Friday, March 25, 2022

Synchronization in Java, Part 3: Atomic operations and deadlocks

This third article in a series on thread synchronization describes volatile fields, final variables, atomic operations, deadlocks, the deprecated stop and suspend methods, and on-demand initializations.

The first article in this series on thread synchronization covered the fundamentals of race conditions, lock objects, condition objects, and the await, signal, and signalAll methods. The second article addressed intrinsic locks, the synchronized keyword, synchronized blocks, ad hoc locks, and the concept of monitors.

This series conclusion describes volatile fields, final variables, atomic operations, deadlocks, the deprecated stop and suspend methods, and on-demand initializations.

Volatile fields

Sometimes, it seems excessive to pay the cost of synchronization just to read or write an instance field or two. After all, what can go wrong? Unfortunately, with modern processors and compilers, there is plenty of room for error.

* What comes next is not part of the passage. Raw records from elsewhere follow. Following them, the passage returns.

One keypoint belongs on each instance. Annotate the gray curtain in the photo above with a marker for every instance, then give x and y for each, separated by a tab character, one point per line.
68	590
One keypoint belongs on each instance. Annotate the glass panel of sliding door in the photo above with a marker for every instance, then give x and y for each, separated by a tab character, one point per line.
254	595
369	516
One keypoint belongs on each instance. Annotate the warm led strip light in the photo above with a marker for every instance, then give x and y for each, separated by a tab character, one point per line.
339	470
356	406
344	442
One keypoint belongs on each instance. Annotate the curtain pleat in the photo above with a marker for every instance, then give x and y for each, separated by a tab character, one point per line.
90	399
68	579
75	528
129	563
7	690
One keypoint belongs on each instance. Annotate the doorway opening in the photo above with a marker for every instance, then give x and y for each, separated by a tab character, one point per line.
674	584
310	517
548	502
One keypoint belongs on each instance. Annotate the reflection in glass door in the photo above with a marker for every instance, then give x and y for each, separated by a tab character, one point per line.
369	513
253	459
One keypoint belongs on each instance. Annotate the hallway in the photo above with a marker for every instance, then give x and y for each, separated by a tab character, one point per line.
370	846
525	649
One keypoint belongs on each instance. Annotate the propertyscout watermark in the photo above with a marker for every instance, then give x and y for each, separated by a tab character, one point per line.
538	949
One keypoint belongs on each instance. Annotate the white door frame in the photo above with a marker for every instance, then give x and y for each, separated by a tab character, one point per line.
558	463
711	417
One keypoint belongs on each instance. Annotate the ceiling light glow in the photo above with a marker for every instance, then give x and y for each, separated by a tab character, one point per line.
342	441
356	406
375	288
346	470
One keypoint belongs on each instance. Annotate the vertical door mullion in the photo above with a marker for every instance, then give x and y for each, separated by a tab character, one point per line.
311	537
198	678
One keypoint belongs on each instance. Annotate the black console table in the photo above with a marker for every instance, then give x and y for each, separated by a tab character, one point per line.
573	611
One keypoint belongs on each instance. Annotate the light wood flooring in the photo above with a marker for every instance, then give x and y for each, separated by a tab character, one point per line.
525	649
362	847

◉ Computers with multiple processors can temporarily hold memory values in registers or local memory caches. As a consequence, threads running in different processors may see different values for the same memory location!

◉ Compilers can reorder instructions for maximum throughput. Compilers won’t choose an ordering that changes the meaning of the code, but they assume that memory values are changed only when there are explicit instructions in the code. However, a memory value can be changed by another thread!

If you use locks to protect code that can be accessed by multiple threads, you won’t have these problems. Compilers are required to respect locks by flushing local caches as necessary and not inappropriately reordering instructions. The details are explained in the Java Memory Model and Thread Specification developed by JSR 133. Much of the specification is highly complex and technical, but the document also contains a number of clearly explained examples. (“JSR 133 (Java Memory Model) FAQ” is a more accessible overview article by Jeremy Manson and Brian Goetz.)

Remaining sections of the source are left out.